City residents should look at the survey results to draw their own conclusions, but there are a handful of findings I think are worth singling out. Most encouraging, perhaps, is the great increase in public confidence in city government after several new council members took office in 2024, ending a turbulent few years of contending factions on that governing body. As a result, more city residents think their government is honest, open and transparent, up 15%, and more of them believe their government is acting in their best interests and welcomes resident involvement, up 14%.

Although the great majority of responses were similar to those of two years ago—this year’s survey has a 95% level of confidence, but in its comparisons with 2024, the difference has to exceed 5.97% to be statistically significant—27 items had an upward trend and five ratings decreased. The drops, notably, included a 10% decline in ease of travel by public transportation and a 9% decrease in the overall quality of utility infrastructure. More about both those downturns in a moment.

In addition to overall trends, a key measure in the NCS survey is the gap between the quality of a service or resource and its importance to the respondent. In most cases the weights given to those measures are quite close to each other, but for the two most important categories, there’s a yawning chasm between importance and quality: the city’s economic health was rated at 94% for importance, but got only a 49% rating for quality—and that’s down from 53% two years ago. And the city’s utility infrastructure, rated at 92% for importance, was dinged at merely 57% for quality.

The economic health rating was consistent with the answers to other, similar questions. While Staunton got high marks for the quality of its business and service establishments and the vibrancy of its downtown, those rating its economic development as excellent or good declined to 47% from 51% in 2024—not statistically significant, but suggestive nonetheless. That response also dovetails with a remarkably low 15% replying positively to the question, “What impact, if any, do you think the economy will have on your family income in the next 6 months?” That’s down from 23% two years ago, and while it’s not a Staunton-specific question, it does attest to a broader anxiety that colors local perceptions.

Meanwhile, the gap between the importance of the city’s utility infrastructure and its quality points to two problems with this kind of survey.
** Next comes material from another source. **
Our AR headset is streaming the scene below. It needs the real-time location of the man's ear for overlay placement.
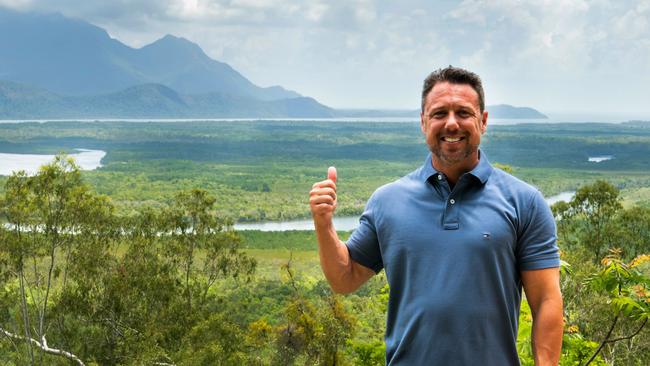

One is the lack of precision, leaving it up to the respondent to decide what “utility infrastructure” means: does that refer to city-owned and operated utilities, principally water and sewer? Or does it include utilities in the city that are non-municipal monopolies, such as gas and electric, over which the city has little control? The second problem is one of timing, which in this case might have influenced the answers of city residents who lost water shortly before the survey was conducted because of a massive main rupture—or who might have been disgruntled instead by a sudden spate of street closures due to work by Columbia Gas, which also occurred around the time of the survey.

In other words, are Staunton residents waking up to the long overdue need to upgrade a century-old water distribution system, or are they simply unhappy because of ill-timed work by a private utility?
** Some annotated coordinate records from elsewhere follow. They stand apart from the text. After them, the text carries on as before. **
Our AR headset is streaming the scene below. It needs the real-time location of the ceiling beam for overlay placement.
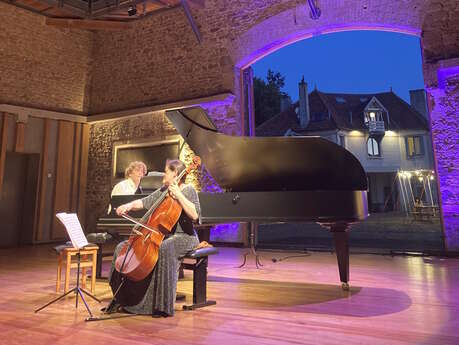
[45,17,131,30]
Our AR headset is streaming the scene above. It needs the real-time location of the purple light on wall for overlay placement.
[428,66,459,252]
[437,66,459,90]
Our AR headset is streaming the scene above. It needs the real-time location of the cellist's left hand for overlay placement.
[169,182,182,199]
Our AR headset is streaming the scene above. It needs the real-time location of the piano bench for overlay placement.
[86,232,114,279]
[182,247,218,310]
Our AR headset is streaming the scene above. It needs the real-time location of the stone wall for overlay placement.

Finally, no summary of high- or low-points would be complete without mention of two of its lowest-rated aspects: the availability of affordable quality housing, which came in at 23%, and the city’s care of its vulnerable residents, down from 44% last year to 38% now. No surprise there, albeit distressingly so. If there’s any silver lining, it’s that both those findings are similar to those of other cities—which only means that we’re no worse than anyplace else, although that’s hardly praiseworthy.
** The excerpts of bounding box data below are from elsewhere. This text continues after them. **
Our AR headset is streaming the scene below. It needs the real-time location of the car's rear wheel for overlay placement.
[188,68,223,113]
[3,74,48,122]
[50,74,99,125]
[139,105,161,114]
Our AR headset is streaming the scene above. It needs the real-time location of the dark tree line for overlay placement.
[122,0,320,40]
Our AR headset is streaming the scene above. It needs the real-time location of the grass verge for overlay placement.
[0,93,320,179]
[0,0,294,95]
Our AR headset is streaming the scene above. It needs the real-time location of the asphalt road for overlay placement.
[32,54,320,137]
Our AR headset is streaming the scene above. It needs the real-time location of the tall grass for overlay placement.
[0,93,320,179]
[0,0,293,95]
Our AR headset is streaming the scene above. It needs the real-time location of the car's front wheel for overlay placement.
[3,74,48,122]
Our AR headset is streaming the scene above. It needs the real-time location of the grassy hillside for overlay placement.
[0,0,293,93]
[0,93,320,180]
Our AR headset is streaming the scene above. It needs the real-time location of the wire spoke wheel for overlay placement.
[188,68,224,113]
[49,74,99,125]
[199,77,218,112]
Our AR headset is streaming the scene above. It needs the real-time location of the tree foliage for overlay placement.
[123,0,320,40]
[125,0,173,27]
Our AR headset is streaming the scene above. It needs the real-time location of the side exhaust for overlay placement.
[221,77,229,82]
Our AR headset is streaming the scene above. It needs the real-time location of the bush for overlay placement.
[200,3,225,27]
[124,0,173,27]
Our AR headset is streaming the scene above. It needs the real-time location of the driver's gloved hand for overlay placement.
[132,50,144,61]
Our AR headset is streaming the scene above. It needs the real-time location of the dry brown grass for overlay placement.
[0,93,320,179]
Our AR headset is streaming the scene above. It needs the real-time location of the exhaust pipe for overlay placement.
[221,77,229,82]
The bottom line, it’s fair to say, is that Staunton’s residents really, really like living here, they feel that the city government is working in everyone’s best interests, but they’re also economically anxious and unsure about the future. Sounds like a solid ‘A,’ but with room for improvement.

P.S. I said I’d get back to the decline in ease of travel by public transportation. That’s another of those questions that is clouded in ambiguity, but I’ll submit again the roundly ignored recommendation I’ve made before: after spending more than a million bucks on upgrading the BRITE Bus hub on Lewis Street, would it be a budget breaker to post maps and schedules on the bus shelters? “Ease of travel” begins with knowing where the buses go, and when.